Namun memang ternyata sangat melelahkan. Lelahnya mungkin bukan karena berat. Bukan karena sulit. Sendirian. Atau sepi. Atau gelap dan dingin.

Justru karena keadaan. Ah rasanya menyebalkan selalu menyalahkan keadaan, karena ketidakmampuan sendiri jugalah pada akhirnya jadi penyebab utama.

Keadaan yang berkali kali melayangkan kalimat tanya. Yang berkali-kali memperingatkan waktu. Berkali-kali membangunkanku, meski aku tak pernah tidur. Hanya karena tidak ada di dunia yang sama, bukan berarti aku menikmati mimpi dalam tidurku. Aku tidak sedang bermimpi. Atau tertidur.

Bagaimana bisa aku bermimpi sementara aku di kenyataan? Meski nampak tidak nyata di matamu. Di mata kalian. Di mata mereka. Di mata selain aku. Yang membuatku ragu, mungkin mataku sendirilah yang terlalu egois dan tak mau tau mata-mata lainnya.

Mungkin aku hanya tak rela. Sungguh. Memangnya ada orang yang bisa merelakan ini, ini, ini, dan ini. Itu, itu, itu, dan itu juga. Lalu ini dan itu. Memangnya ad — tunggu, aku rasa, inilah mataku.

Aku tak melibatkan banyak mata. Mataku hanya dua. Dua bola mata yang memandang ke depan. Yang memandang jalan setapak yang kulalui. Yang menyaksikan peristiwa-peristiwa dalam garis waktu selama hidupku. Yang dengan kata lain, tidak memandang dari mata lainnya. Hanya ini: mataku. Milikku. Hak sekaligus tanggung jawabku.

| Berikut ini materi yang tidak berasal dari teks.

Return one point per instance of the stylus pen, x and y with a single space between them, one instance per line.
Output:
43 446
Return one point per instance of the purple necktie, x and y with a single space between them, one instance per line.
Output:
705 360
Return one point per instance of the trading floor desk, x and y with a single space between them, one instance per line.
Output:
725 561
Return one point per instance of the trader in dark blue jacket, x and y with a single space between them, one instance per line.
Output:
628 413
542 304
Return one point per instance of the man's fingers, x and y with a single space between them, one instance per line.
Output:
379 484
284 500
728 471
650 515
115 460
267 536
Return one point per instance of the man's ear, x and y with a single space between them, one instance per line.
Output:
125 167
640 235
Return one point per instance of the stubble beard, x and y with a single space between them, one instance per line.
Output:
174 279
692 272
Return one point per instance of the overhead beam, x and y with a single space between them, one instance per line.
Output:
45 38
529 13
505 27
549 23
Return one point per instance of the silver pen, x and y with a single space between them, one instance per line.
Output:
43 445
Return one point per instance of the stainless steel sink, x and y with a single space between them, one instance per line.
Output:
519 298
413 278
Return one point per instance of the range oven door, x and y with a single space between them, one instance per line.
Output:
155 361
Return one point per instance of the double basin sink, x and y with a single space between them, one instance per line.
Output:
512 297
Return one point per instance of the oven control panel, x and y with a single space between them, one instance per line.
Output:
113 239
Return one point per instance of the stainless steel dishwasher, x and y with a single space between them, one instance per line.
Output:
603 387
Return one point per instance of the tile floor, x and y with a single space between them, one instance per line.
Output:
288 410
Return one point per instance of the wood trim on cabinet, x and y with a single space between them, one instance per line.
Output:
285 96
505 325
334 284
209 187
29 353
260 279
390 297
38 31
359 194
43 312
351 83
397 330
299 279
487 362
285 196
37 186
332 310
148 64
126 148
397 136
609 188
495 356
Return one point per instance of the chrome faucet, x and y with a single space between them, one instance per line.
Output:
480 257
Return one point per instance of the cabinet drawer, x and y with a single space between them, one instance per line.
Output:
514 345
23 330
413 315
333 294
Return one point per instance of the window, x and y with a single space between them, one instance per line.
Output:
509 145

Justru keadaan yang suka memaksa. Mengapa aku perlu merelakan apa yang aku sukai? Hanya karena keadaan meminta, menjadi umum, menjadi lumrah dan seadanya saja, mengapa aku harus begitu?

Bukan berarti aku ingin menjadi spesial sendiri. Matamu enak sekali, memandang dunia dengan hitam dan putih saja. Tidak putih ya pasti hitam. Tidak hitam ya tidak perlu ditanya apakah putih.

Mungkin sedari awal inilah masalahnya. Aku hidup dengan cara yang berbeda. Aku menikmati cara hidup dengan norma lainnya. Aku terlalu banyak memberontak, memaksa hitam bercampur putih. Memaksa warna melebihi kapasitasnya. Lelahku — sebentar, aku tidak lelah dengan cara itu.

Justru keadaan memintaku tidak begitu. Menganggapku lelah kalau begitu. Mengatakan yang umum lebih baik untukku. Mengapa aku harus begitu? Itulah yang justru membebaniku.

Aku tetap tak rela. Mengapa aku harus begitu?

Masalahnya, meski tak rela, aku tetap mengikuti maumu. Ah, benar benar menyebalkan dan melelahkan.